Fall cankerworms (Alsophila pometaria) are caterpillars that are native to the eastern United States and hatch in early spring. The cankerworms defoliate trees and other plants, eating new leaves as they emerge – which is both unsightly and can ultimately kill the plants.
“We see cankerworms doing more damage to trees in cities than in the wild and examples of widespread cankerworm damage are happening more often,” says Dr. Steve Frank, author of a paper describing the work and an assistant professor of entomology at NC State. “We wanted to know why.”
Dr. Frank looked at two aspects of urban environments that distinguish them from natural environments: the fact that urban environments have less diversity and density of plant life; and the fact that urban areas have more nonnative plant species, such as many ornamental shrubs.
To evaluate the impact of diversity and nonnative species on cankerworm damage, Dr.
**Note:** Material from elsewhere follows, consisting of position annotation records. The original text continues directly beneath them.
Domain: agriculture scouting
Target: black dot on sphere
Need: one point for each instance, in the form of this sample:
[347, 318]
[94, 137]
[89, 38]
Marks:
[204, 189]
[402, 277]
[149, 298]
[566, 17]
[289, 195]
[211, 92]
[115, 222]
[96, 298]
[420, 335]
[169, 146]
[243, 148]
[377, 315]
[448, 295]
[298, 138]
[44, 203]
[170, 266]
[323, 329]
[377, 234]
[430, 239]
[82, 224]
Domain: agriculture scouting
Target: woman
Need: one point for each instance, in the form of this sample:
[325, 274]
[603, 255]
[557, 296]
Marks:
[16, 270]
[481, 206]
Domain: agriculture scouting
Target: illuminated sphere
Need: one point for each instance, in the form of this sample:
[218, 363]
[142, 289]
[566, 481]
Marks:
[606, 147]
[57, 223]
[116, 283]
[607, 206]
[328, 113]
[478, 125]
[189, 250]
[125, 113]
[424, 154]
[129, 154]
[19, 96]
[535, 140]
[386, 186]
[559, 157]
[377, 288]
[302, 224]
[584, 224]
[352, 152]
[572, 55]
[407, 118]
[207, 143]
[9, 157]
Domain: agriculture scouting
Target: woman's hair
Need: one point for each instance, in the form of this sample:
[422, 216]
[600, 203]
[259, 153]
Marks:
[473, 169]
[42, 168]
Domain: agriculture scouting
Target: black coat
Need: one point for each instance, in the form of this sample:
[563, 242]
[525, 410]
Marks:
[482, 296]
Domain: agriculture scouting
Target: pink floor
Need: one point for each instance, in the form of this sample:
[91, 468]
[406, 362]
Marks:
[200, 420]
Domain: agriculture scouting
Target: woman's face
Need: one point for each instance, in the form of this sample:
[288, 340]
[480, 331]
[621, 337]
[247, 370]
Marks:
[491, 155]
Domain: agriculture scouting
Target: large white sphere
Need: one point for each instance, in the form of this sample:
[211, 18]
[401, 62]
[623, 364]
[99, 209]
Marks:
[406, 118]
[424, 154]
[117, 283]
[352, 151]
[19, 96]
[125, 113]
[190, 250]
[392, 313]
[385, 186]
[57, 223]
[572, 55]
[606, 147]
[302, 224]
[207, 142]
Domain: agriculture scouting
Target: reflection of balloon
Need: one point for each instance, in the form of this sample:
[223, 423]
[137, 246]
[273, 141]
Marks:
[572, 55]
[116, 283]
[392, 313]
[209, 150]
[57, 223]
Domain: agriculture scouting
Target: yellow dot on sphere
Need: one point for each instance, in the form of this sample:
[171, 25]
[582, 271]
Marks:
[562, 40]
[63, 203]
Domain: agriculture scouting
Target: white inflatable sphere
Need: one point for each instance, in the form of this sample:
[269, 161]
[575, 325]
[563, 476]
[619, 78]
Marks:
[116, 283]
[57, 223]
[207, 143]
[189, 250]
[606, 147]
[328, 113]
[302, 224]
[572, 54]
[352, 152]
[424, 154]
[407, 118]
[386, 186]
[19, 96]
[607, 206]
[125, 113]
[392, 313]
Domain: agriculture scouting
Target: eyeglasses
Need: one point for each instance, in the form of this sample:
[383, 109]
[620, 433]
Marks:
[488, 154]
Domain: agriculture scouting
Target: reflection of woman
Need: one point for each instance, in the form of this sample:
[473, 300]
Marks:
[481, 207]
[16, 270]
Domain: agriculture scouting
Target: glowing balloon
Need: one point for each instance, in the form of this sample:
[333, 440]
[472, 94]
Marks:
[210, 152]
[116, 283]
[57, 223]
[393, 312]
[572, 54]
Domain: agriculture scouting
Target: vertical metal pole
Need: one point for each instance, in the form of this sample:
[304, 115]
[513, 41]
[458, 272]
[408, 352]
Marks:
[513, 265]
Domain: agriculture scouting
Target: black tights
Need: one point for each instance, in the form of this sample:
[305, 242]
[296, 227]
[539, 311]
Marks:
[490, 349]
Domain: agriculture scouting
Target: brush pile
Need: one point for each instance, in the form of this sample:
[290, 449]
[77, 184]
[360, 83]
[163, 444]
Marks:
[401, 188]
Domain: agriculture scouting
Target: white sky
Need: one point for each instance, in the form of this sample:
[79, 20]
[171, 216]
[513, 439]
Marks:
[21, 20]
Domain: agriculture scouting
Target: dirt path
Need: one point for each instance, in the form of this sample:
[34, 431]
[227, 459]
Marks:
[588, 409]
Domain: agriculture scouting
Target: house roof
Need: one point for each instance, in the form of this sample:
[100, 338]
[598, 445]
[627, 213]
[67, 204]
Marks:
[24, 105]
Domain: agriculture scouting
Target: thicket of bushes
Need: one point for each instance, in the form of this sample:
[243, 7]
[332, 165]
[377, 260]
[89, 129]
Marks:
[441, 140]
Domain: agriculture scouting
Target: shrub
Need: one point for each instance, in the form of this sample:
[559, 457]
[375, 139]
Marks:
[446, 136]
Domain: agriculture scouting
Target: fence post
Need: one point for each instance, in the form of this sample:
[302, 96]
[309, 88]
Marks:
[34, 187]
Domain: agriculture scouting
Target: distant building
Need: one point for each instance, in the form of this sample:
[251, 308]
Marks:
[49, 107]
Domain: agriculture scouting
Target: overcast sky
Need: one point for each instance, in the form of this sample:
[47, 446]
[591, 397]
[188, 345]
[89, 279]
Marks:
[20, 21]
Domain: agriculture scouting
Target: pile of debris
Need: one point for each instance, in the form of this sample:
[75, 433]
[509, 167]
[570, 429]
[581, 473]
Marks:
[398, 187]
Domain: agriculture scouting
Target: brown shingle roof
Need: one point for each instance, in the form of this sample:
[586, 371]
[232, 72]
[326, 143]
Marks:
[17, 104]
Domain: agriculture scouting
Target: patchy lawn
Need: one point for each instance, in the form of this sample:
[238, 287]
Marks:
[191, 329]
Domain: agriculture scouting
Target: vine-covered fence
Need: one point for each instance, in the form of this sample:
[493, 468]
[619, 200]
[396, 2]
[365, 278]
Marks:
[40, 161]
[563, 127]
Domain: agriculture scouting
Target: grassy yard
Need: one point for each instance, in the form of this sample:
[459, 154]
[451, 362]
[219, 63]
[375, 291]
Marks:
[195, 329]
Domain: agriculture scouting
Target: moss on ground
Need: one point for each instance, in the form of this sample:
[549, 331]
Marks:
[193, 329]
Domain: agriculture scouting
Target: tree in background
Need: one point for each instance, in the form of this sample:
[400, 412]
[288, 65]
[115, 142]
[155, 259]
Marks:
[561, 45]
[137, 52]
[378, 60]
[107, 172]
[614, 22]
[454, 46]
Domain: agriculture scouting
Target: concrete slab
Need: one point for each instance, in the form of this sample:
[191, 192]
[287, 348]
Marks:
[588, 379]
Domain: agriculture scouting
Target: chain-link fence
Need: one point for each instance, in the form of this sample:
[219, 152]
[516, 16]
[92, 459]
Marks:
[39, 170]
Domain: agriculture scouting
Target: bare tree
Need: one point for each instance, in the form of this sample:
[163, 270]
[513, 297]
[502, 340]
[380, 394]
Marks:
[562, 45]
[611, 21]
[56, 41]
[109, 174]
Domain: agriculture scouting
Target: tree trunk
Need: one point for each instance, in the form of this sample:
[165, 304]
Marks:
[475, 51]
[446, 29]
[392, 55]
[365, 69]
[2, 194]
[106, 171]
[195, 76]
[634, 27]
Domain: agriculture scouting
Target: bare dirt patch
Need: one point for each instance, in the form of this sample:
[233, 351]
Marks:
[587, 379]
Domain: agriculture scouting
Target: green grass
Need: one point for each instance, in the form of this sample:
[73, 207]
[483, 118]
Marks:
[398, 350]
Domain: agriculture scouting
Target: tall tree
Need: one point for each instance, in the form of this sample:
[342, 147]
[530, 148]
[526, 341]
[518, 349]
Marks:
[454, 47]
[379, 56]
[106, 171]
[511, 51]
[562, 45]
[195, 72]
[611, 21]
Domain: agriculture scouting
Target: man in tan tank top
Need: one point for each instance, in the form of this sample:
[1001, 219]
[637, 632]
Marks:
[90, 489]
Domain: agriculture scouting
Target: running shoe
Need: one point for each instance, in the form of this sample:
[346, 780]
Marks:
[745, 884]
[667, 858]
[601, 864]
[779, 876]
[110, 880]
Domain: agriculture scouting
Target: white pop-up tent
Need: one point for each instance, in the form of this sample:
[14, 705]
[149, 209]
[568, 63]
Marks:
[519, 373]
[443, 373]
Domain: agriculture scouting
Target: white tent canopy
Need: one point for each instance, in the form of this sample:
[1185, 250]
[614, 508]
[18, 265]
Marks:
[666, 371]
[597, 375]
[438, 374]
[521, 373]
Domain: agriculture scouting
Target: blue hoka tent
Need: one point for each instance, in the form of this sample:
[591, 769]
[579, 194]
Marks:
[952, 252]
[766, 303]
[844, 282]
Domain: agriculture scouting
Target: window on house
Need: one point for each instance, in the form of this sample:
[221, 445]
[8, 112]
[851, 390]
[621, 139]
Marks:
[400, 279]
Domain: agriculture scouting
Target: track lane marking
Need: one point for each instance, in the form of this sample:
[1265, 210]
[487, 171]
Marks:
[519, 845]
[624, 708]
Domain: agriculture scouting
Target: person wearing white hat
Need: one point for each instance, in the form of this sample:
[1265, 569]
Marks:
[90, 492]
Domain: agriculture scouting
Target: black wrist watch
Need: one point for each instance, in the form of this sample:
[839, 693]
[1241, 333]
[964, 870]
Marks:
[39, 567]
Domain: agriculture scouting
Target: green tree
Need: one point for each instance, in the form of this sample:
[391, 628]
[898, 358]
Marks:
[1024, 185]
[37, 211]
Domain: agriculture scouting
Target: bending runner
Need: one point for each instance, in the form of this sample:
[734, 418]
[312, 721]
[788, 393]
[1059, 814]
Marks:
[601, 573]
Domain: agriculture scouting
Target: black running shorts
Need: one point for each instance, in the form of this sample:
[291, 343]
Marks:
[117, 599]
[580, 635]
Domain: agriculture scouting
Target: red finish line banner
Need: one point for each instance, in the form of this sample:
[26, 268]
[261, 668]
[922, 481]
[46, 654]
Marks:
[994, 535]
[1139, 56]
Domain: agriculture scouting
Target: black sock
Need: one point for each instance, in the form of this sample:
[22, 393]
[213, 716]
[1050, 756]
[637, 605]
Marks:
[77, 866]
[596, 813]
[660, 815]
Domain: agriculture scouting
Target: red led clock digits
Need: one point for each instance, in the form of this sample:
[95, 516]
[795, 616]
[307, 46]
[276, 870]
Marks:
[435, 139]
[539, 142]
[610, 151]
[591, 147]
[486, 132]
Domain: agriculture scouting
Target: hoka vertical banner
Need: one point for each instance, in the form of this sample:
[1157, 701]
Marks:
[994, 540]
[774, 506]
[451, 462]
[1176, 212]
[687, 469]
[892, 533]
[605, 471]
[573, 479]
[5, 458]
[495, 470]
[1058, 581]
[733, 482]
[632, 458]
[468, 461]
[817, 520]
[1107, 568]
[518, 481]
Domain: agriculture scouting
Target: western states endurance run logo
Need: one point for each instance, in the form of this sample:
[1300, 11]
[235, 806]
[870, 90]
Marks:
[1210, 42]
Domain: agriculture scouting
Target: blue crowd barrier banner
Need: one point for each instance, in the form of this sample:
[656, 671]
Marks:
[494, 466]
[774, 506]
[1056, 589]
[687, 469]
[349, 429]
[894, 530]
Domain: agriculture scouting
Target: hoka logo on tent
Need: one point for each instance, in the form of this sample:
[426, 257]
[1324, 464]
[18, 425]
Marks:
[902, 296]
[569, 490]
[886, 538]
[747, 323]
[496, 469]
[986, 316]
Frank focused on the damage cankerworms did to understory plants – those plants that grow near or under trees.
“I found that plant diversity plays a significant role,” Dr. Frank said. “Cankerworms did more damage in simple urban environments, where the understory consisted of only a few shrubs, than they did in more complex environments with greater plant diversity.”
Dr. Frank also found a sharp distinction between the impact on native and nonnative plant species.
Native plants were hit particularly hard in simple urban environments. They benefited significantly from complex environments that more closely resembled natural habitat. Nonnative species were largely ignored by cankerworms, regardless of the setting.
“This does not mean that everyone should plant nonnative species,” Dr. Frank said. “The take-home message is that we need to take steps to make urban environments more like natural environments in terms of plant diversity.”
The paper, Bad neighbors: urban habitats increase cankerworm damage to non-host understory plants, is published online in the journal Urban Ecosystems. The work was supported by the U.S. Department of Agriculture under grant number 2013-02476. Additional support came from the Department of the Interior’s Southeast Climate Science Center, which is based at NC State and provides scientific information to help land managers respond effectively to climate change.